# New Years Day garage sale finds!



## NTxSlotCars (May 27, 2008)

These are pics of what I've found so far today!


----------



## JONNYSLOTS (Apr 10, 2011)

Cant see any pics


----------



## timmytorr (Jun 12, 2011)

I didn't find anything either.


----------



## timmytorr (Jun 12, 2011)

But after thinking about it I never find anything at garage sales.


----------



## 1976Cordoba (Sep 20, 2000)

NTxSlotCars said:


> These are pics of what I've found so far today!



I see what you did there lol :tongue:


----------



## slotcarman12078 (Oct 3, 2008)

I'm amazed that I found exactly the same stuff Rich!! :lol:


----------



## Iphitsgotwheels (Feb 25, 2004)

NTxSlotCars said:


> These are pics of what I've found so far today!

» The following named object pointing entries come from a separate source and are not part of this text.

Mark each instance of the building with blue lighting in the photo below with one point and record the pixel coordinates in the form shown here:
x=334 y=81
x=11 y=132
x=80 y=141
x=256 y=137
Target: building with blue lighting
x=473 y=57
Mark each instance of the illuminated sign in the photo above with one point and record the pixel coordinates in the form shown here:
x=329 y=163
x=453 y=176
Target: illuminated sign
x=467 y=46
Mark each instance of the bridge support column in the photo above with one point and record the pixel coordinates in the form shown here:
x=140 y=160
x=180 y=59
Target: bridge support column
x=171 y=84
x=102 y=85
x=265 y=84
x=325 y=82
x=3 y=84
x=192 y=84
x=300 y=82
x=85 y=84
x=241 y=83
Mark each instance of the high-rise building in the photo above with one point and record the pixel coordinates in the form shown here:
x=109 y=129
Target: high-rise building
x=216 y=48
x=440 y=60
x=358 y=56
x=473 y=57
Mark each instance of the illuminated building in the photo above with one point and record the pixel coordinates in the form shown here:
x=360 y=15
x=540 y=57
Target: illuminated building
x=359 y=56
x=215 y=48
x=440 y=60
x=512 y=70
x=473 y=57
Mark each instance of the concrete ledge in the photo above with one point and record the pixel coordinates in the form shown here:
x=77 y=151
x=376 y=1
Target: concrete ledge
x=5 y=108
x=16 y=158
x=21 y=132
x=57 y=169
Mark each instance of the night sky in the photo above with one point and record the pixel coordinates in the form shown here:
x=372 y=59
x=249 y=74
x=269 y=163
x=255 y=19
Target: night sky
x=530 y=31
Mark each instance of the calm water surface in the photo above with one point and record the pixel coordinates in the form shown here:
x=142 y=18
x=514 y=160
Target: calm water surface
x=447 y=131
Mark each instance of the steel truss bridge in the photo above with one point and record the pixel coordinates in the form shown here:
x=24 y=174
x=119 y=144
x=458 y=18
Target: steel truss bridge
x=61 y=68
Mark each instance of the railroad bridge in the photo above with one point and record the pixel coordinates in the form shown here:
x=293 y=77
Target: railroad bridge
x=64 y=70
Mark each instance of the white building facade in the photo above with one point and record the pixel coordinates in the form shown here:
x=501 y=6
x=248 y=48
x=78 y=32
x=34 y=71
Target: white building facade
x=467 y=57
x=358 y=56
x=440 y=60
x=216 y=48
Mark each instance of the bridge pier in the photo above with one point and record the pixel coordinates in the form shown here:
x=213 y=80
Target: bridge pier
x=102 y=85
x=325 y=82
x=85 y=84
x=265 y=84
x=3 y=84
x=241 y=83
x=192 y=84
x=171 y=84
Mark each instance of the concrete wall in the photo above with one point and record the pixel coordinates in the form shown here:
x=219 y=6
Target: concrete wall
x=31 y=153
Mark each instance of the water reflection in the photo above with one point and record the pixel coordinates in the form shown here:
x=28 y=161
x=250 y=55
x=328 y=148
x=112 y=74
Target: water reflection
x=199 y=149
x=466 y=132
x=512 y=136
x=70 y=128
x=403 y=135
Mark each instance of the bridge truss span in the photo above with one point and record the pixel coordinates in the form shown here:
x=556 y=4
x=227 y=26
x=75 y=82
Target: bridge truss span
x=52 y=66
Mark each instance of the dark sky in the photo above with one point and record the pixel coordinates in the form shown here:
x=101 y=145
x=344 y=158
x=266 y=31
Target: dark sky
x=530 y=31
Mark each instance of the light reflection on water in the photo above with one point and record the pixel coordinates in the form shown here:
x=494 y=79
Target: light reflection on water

I found one of those last week but in the rare pink striped Ultra Super Hyper Magnatraction version. It even came with its original Swarovski crystal case.


----------



## NTxSlotCars (May 27, 2008)

I've got some pics around here somewhere.


----------



## plymouth71 (Dec 14, 2009)

Sure you do Rich...


----------



## sidejobjon (Jun 3, 2010)

It turned into the Black friday ,for garage sales.
SJJ


----------